Quasi-biennial oscillation in GPS VTEC measurements

• MRA is applied to IONEX VTEC and solar EUV for analyzing the importance of the solar QBO in the ionospheric QBO behavior.
• The percentage of the total energy of the ionospheric QBO at maximum photoionization is about 15% while for EUV is 18%.
• Assuming a Chapman model, the QBO in the EUV solar flux is the main responsible for the QBO ionospheric variations.

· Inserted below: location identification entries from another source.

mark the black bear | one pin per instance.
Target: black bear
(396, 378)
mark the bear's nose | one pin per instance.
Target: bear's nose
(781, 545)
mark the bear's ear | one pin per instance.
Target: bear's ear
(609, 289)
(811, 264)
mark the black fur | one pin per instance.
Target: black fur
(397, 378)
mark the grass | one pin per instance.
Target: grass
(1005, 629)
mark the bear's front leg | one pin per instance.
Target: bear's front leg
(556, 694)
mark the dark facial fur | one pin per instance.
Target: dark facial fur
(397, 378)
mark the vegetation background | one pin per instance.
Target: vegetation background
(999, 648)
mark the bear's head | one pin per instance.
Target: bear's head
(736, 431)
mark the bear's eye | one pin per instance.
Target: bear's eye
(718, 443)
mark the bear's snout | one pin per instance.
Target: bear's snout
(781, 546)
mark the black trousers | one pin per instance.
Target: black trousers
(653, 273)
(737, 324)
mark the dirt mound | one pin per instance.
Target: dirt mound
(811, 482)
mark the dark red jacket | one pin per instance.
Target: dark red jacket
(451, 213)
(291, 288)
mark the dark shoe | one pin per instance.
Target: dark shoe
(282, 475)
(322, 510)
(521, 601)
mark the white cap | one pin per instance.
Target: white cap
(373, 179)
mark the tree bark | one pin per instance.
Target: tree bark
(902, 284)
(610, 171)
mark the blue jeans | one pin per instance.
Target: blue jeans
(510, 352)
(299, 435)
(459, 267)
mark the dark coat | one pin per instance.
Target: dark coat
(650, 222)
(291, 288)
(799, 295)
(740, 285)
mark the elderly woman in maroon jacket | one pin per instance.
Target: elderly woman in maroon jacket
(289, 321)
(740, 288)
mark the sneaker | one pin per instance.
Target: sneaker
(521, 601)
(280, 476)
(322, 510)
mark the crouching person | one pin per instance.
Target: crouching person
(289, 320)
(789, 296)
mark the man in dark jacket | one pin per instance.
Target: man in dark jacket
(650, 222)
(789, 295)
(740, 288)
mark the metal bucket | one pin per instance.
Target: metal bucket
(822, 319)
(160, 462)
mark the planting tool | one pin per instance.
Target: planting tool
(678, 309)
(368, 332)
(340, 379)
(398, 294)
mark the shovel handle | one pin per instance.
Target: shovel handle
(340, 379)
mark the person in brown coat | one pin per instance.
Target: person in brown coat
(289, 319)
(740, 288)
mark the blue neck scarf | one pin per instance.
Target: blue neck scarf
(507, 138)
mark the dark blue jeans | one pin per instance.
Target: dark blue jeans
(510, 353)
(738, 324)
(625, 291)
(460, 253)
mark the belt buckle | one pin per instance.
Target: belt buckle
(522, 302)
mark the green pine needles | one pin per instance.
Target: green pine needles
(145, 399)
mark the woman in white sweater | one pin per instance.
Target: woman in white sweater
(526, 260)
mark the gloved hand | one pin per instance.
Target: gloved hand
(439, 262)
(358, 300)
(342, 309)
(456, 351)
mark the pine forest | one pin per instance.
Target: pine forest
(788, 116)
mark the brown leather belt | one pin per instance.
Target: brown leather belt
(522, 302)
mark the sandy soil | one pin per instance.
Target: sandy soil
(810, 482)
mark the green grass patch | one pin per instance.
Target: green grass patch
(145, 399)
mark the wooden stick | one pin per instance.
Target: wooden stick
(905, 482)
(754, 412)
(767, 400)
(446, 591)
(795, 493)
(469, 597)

The quasi-biennial oscillation, QBO, a well known periodicity in the equatorial stratospheric zonal winds, is also found in ionospheric parameters and in solar and geomagnetic activity indices. Many authors speculated about the link between the QBO in solar and geomagnetic activity and the QBO in atmospheric parameters. In this work we analyze the presence of the QBO in the ionosphere using the Vertical Total Electron Content (VTEC) values obtained from Global Navigation Satellite System (GNSS) measurements during the period 1999–2012. In particular, we used IONEX files, i.e. the International GNSS Service (IGS) ionospheric products. IONEX provide VTEC values around the world at 2-h intervals. From these data we compute global and zonal averages of VTEC at different local times at mid and equatorial geomagnetic latitudes. VTEC and Extreme Ultra Violet (EUV) solar flux time series are analyzed using a wavelet multi resolution analysis. In all cases the QBO is detected among other expected periodicities.Since the main source of variation of free electrons in the ionospheric F2 region, where the maximum concentration occurs, is solar EUV radiation, we conclude that the most important cause attributable to QBO in the ionosphere is the quasi-biennial variability of EUV solar flux. Both QBOs are observed to vary in phase.The percentage of the total signal of the ionospheric QBO at the local times of the maximum photoionization is around 15% independent of magnetic latitude while the respective percentage of the total energy for the EUV solar flux is about 18%.